My text message alert (the upward sliding whistle) sounded as I reached for a second glass of water. I left the cell phone on the counter as I drank down the tumbler of coldness and told myself that all I needed to complete my task was water, that I certainly had the energy cells but without H20, I couldn't make it. About an hour earlier I’d packed an old Anatomy and Physiology book into a box and the formula for Aerobic Respiration threatened to make an appearance in my brain after all these years.
“Krebs Cycle? What the hell?” I’d long forgotten many of the things I used to think were important. I set the glass on the counter and picked up my phone. Reading the cheerful greeting, I decided it could wait.
I spent an hour moving boxes and bins from my storage closet to the spare bedroom in my apartment. Fortunately said storage closet was only about 300 yards away. I carried tennis rackets and golf clubs the length of a football field. I moved my grandmother’s china and my mother’s Avon treasures.
Most of those boxes hadn’t been opened in over a year.
Each time I opened my apartment door to drop off a load my phone alerted me to another message. Did I want to listen to some music? Was I hungry? Of course I did and of course I was. Unfortunately, I was busy.
I used the metal luggage cart my daughter used in her band camp days to carry boxes of photographs and boxes of toys. My mother’s heart wants to believe that her high school language wasn’t as colorful as mine as she loaded her French horn and suitcase on those little rollers. My soon to be ex-neighbors got an earful of cursing as heavy boxes challenged the tiny dolly and I maneuvered through the hallways of the complex, sweating and mumbling about my remaining adenosine triphosphates.
My final trip yielded a card table and my Hurricane Preparedness kit (toilet paper, flashlight, batteries, canned food, battery operated fan, can opener, bleach).

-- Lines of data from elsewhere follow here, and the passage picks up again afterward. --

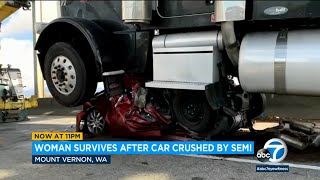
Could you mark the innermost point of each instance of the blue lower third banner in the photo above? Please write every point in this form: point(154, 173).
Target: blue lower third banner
point(139, 147)
point(272, 168)
point(71, 159)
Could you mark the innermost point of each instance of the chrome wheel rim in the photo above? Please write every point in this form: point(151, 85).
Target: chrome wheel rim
point(95, 122)
point(63, 75)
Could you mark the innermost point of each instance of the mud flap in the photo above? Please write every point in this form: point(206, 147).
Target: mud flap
point(214, 95)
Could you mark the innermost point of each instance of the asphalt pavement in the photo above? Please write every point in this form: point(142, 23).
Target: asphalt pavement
point(15, 160)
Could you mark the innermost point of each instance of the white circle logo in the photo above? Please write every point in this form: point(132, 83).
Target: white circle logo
point(277, 148)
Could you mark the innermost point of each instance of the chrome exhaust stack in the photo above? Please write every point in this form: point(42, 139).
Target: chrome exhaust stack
point(227, 12)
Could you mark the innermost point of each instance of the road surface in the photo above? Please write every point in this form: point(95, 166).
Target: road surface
point(15, 161)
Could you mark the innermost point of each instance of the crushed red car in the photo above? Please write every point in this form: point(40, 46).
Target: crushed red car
point(125, 113)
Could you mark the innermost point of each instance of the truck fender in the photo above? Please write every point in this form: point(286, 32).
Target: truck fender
point(90, 33)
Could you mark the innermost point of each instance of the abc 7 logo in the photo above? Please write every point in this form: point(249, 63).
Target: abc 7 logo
point(275, 150)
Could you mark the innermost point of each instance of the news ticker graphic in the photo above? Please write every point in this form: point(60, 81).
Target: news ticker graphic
point(67, 148)
point(71, 159)
point(138, 147)
point(57, 136)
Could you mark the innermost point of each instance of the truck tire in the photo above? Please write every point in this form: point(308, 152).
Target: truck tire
point(192, 111)
point(70, 81)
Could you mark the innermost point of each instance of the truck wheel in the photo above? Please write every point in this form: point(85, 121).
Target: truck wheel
point(69, 80)
point(192, 111)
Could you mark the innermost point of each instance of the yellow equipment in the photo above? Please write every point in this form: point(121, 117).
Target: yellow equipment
point(9, 7)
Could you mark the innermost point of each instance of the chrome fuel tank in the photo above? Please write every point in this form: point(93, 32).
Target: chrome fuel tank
point(285, 62)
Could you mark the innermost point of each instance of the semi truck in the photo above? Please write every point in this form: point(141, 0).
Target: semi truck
point(206, 64)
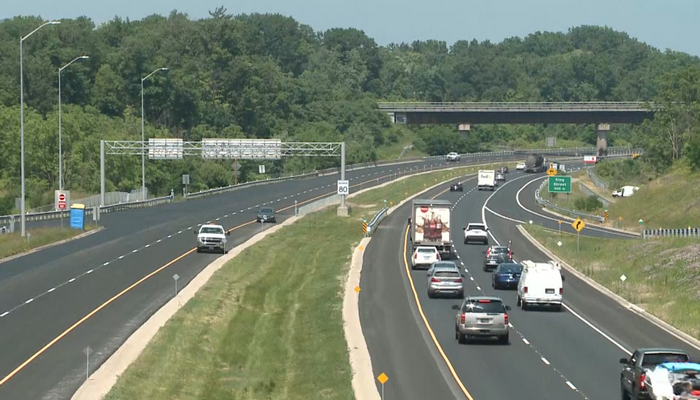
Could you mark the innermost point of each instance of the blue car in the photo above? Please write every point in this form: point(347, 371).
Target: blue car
point(506, 276)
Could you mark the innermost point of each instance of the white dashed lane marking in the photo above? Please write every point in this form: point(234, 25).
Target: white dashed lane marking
point(334, 184)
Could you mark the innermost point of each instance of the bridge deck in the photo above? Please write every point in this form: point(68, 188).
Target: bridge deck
point(539, 107)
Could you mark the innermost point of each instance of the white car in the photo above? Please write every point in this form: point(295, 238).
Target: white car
point(452, 156)
point(212, 237)
point(476, 232)
point(424, 256)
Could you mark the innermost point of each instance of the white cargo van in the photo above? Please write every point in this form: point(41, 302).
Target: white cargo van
point(541, 284)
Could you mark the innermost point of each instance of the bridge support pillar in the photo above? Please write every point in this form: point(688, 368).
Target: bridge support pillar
point(602, 131)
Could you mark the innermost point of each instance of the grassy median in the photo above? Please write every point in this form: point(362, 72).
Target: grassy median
point(268, 325)
point(662, 274)
point(13, 243)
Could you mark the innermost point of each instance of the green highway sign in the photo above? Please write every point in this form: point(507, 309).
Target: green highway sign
point(559, 184)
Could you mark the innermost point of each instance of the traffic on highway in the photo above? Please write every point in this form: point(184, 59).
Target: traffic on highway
point(501, 318)
point(124, 274)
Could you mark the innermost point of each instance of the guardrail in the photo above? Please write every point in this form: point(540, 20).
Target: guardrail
point(5, 219)
point(550, 205)
point(11, 219)
point(378, 217)
point(685, 232)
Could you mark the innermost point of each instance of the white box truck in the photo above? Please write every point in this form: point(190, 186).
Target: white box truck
point(430, 225)
point(487, 179)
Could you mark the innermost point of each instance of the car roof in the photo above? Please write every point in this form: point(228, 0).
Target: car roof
point(492, 298)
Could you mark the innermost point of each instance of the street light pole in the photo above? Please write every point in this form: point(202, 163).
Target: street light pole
point(21, 106)
point(60, 150)
point(143, 137)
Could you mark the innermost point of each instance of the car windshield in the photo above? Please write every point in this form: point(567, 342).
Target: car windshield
point(446, 274)
point(660, 358)
point(484, 306)
point(510, 268)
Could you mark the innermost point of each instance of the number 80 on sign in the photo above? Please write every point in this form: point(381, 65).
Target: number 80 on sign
point(343, 187)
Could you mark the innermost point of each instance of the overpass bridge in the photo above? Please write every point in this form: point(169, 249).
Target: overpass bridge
point(464, 114)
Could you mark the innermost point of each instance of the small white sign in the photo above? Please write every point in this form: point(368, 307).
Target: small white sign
point(61, 199)
point(343, 187)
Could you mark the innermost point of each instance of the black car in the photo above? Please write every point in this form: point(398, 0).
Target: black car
point(266, 214)
point(493, 260)
point(506, 276)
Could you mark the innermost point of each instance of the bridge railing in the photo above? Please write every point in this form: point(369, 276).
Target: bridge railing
point(518, 106)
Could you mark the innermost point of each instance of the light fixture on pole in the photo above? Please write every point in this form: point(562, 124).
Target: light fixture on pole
point(21, 106)
point(60, 150)
point(143, 137)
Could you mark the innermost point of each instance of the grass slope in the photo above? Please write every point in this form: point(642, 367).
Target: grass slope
point(668, 201)
point(662, 274)
point(268, 325)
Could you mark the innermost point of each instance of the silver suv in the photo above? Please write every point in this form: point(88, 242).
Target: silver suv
point(444, 278)
point(481, 316)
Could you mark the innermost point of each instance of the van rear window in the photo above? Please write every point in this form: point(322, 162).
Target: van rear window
point(495, 306)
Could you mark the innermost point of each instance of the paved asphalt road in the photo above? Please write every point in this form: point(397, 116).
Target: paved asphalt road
point(564, 355)
point(43, 295)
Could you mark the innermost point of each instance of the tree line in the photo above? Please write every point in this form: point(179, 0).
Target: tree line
point(268, 76)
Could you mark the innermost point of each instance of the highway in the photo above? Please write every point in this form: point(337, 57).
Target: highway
point(564, 355)
point(98, 290)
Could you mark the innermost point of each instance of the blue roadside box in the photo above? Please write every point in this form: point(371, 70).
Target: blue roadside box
point(77, 216)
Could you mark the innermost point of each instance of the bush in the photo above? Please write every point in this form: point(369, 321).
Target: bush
point(588, 204)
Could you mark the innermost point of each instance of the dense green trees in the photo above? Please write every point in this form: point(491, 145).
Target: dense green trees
point(264, 76)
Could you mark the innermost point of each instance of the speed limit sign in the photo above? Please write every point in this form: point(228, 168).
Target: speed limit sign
point(343, 187)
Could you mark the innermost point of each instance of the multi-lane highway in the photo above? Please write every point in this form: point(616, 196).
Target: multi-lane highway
point(96, 291)
point(564, 355)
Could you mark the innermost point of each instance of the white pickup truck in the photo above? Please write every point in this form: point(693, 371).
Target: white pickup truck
point(487, 179)
point(476, 232)
point(212, 237)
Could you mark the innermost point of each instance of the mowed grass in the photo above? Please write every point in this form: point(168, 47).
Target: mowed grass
point(268, 324)
point(14, 243)
point(668, 201)
point(662, 274)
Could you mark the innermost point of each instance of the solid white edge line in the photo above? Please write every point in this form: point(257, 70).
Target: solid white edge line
point(603, 334)
point(517, 200)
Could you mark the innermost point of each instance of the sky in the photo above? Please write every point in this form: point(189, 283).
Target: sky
point(667, 24)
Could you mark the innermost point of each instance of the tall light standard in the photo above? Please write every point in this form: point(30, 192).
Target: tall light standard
point(143, 140)
point(21, 106)
point(60, 152)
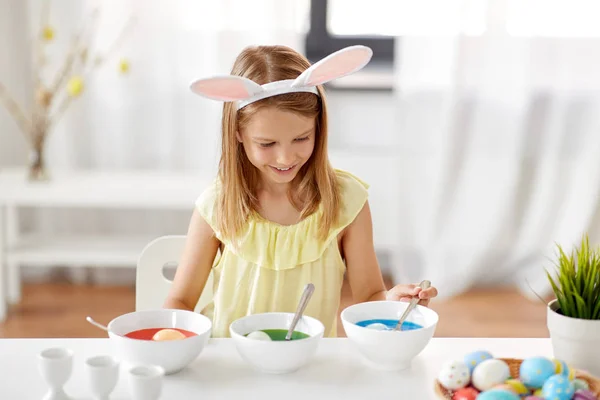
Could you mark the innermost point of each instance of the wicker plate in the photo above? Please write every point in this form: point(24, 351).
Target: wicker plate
point(514, 364)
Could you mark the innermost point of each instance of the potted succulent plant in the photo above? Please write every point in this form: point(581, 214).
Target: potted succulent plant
point(573, 318)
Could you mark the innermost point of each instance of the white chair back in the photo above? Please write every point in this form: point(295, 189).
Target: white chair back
point(151, 285)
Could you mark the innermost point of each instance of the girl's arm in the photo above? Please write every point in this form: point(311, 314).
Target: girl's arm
point(195, 264)
point(362, 268)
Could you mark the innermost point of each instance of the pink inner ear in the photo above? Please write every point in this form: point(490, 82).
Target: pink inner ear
point(224, 89)
point(340, 65)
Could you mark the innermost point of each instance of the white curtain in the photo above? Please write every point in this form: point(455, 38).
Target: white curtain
point(499, 137)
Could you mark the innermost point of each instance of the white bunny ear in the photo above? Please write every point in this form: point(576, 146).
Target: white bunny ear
point(226, 88)
point(336, 65)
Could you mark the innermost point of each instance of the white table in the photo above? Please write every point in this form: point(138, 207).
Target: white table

Two more things I didn’t use since moving into this place in December of 2009. I’m happy that we weren’t hit by a natural disaster. I’ll leave the emergency supplies intact and hope that they remain untouched for another five years.
My phone was blinking after I’d finished a bath in a tub full of cool water. It felt wonderful to soak away the heat and dust of generations of saving pretty things from the past. I settled into my big, ugly, old, doesn’t-go-with-anything chair that I use every day.
I haven’t had a meaningful, romantic, physical relationship with a man in two years.
My working title to this essay was, “Leave my allegory out of this.” It’s too easy. All these boxes, the dust. Right. Laugh about it. I have. I do.
As I think about it, I like the title. I also like the thought of unpacking a few boxes before I move. I have a month. I’ll condense and take fewer things with me. There’s no way I need some of those things. (I think tax records from ten years ago can be shredded.)
But before I go, I’ll be having dinner and listening to some music with that man. We have a date. I’m no dummy.